Tous firent ce qu’ils purent. Nageant dans la nuit, guidés par les cris, bouleversés par les gémissements d’épouvante de ceux qui coulaient à pic, ils réussirent à en repêcher quatorze : un mort, un agonisant, huit blessés, et quatre hommes misérablement prostrés. Tonbridge en tenait un quinzième, qui râlait dans un dernier sursaut de terreur et d’épuisement, mais la couche de mazout sur son corps nu rendait toute prise impossible. Il disparut avant qu’on eût pu lui jeter un cordage. Quand il n’y eut plus d’ombres sur la mer, plus de cris d’appel, ils levèrent les avirons et attendirent, abîmés dans le désert de l’Atlantique, seuls parmi les débris du naufrage et les relents empoisonnés. C’est ainsi que le Compass Rose les retrouva.

Nicholas Monsarrat est né en 1910 à Liverpool. Après des études de droit, il devient journaliste et écrivain. C’est un pacifiste de principe mais il s’engage en 1939, d’abord comme ambulancier, puis dans la Royal Navy. Il servira comme officier et commandant à bord de petites corvettes d’escorte à vapeur de la classe Flower, puis d’une frégate anti-sous-marins de la classe River. La Mer cruelle (The cruel Sea), paru en Grande-Bretagne en 1951, a rencontré un grand succès, tout comme son adaptation au cinéma. La traduction française d’Hélène Claireau est publiée par les éditions Phébus.
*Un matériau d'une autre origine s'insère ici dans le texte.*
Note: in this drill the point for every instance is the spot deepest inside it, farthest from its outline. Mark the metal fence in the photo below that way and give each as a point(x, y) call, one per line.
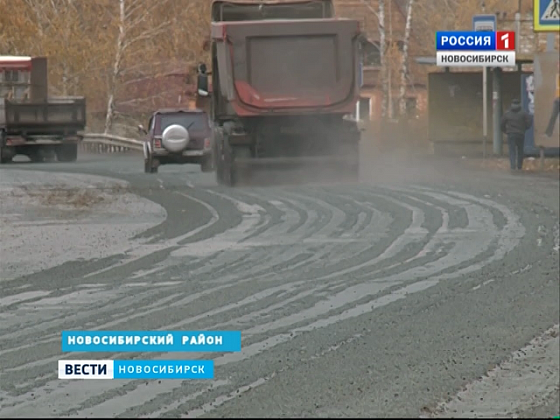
point(107, 143)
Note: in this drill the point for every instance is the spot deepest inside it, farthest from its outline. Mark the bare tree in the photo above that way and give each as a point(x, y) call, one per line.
point(380, 15)
point(404, 63)
point(133, 28)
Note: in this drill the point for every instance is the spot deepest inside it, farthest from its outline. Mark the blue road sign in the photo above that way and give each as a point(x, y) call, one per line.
point(546, 15)
point(485, 23)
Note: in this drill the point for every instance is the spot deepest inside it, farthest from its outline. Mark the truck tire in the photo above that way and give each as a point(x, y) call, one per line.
point(236, 174)
point(4, 158)
point(219, 161)
point(207, 164)
point(36, 156)
point(67, 153)
point(150, 167)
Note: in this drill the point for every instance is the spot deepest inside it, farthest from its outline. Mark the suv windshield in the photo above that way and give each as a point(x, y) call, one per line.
point(194, 122)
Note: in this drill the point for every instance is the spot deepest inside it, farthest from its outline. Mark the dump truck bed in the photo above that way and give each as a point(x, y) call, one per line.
point(57, 116)
point(281, 65)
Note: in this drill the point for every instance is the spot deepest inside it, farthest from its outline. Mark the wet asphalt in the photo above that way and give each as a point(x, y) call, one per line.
point(377, 299)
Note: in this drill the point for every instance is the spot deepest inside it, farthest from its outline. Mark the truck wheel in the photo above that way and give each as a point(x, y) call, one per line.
point(219, 161)
point(235, 173)
point(4, 157)
point(207, 164)
point(36, 156)
point(67, 153)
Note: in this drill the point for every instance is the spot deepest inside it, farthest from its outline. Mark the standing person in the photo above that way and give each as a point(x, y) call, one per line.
point(515, 123)
point(555, 106)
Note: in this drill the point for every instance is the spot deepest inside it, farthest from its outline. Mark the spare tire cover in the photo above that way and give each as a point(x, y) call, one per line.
point(175, 138)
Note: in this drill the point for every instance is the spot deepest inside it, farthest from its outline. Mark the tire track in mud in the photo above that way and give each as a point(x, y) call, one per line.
point(413, 248)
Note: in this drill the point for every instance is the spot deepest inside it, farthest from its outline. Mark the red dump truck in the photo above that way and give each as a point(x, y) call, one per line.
point(31, 122)
point(284, 75)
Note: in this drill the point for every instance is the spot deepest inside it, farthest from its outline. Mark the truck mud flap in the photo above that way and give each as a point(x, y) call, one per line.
point(302, 162)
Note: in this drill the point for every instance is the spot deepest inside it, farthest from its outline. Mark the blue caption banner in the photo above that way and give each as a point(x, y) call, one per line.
point(465, 41)
point(136, 369)
point(151, 341)
point(163, 369)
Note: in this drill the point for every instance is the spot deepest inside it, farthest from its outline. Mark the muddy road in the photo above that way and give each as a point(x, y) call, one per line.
point(378, 299)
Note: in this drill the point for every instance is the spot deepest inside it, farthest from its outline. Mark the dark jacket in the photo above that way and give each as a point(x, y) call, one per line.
point(515, 120)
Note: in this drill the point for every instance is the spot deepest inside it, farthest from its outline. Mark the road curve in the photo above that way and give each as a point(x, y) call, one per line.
point(377, 299)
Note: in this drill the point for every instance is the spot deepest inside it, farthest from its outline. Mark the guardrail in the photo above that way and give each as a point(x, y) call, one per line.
point(108, 143)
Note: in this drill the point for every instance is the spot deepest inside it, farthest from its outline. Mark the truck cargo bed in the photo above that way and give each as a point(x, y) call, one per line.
point(57, 116)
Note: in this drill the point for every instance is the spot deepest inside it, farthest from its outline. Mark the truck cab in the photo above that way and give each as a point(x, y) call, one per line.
point(32, 123)
point(177, 136)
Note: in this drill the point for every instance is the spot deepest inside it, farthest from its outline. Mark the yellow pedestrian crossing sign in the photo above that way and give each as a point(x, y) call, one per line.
point(546, 15)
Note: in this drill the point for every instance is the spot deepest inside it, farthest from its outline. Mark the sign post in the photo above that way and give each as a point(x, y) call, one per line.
point(546, 15)
point(484, 23)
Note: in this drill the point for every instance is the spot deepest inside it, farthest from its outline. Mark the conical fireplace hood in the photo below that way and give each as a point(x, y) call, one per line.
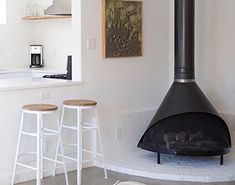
point(186, 123)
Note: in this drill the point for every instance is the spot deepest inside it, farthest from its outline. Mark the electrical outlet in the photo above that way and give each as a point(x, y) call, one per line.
point(17, 179)
point(118, 134)
point(46, 147)
point(91, 43)
point(45, 95)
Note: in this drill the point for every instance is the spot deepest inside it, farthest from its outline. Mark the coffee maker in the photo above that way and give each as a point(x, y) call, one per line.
point(36, 57)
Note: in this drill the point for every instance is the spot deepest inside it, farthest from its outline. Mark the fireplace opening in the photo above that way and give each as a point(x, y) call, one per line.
point(186, 123)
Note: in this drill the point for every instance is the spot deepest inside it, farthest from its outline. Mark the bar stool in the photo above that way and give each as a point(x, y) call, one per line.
point(39, 110)
point(80, 126)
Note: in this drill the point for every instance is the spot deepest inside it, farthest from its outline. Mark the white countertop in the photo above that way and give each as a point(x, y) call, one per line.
point(30, 79)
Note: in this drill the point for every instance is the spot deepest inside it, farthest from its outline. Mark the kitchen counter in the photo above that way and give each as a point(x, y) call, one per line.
point(30, 79)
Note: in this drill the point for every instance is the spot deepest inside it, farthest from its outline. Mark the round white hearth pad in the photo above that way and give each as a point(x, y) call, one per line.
point(175, 168)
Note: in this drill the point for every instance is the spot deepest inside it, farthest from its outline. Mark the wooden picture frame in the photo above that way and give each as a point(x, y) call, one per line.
point(121, 28)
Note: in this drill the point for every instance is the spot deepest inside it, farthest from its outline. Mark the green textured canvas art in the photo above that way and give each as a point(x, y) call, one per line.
point(122, 28)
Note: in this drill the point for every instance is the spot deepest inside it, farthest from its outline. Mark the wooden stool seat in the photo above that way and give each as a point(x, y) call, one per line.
point(78, 102)
point(40, 107)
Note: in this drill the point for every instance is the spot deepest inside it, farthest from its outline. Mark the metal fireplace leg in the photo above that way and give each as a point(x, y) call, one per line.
point(158, 158)
point(221, 160)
Christophe Chabouté est un des maîtres de la bande dessinée française contemporaine, dans laquelle il s’illustre par son art du clair-obscur… surtout du côté obscur. Pour notre plus grand bonheur, ce natif d’Alsace excelle à raconter de sombres histoires maritimes : un magnifique Moby Dick en deux volumes, Terre-Neuvas, ou Tout seul, histoire d’un gardien de phare fantasmagorique, en témoignent, parmi les nombreux albums qu’il a dessinés et écrits. Ses aficionados se régalent de l’Artbook où il a réuni voici quelques mois le meilleur de vingt ans de croquis, recherches et dessins personnels.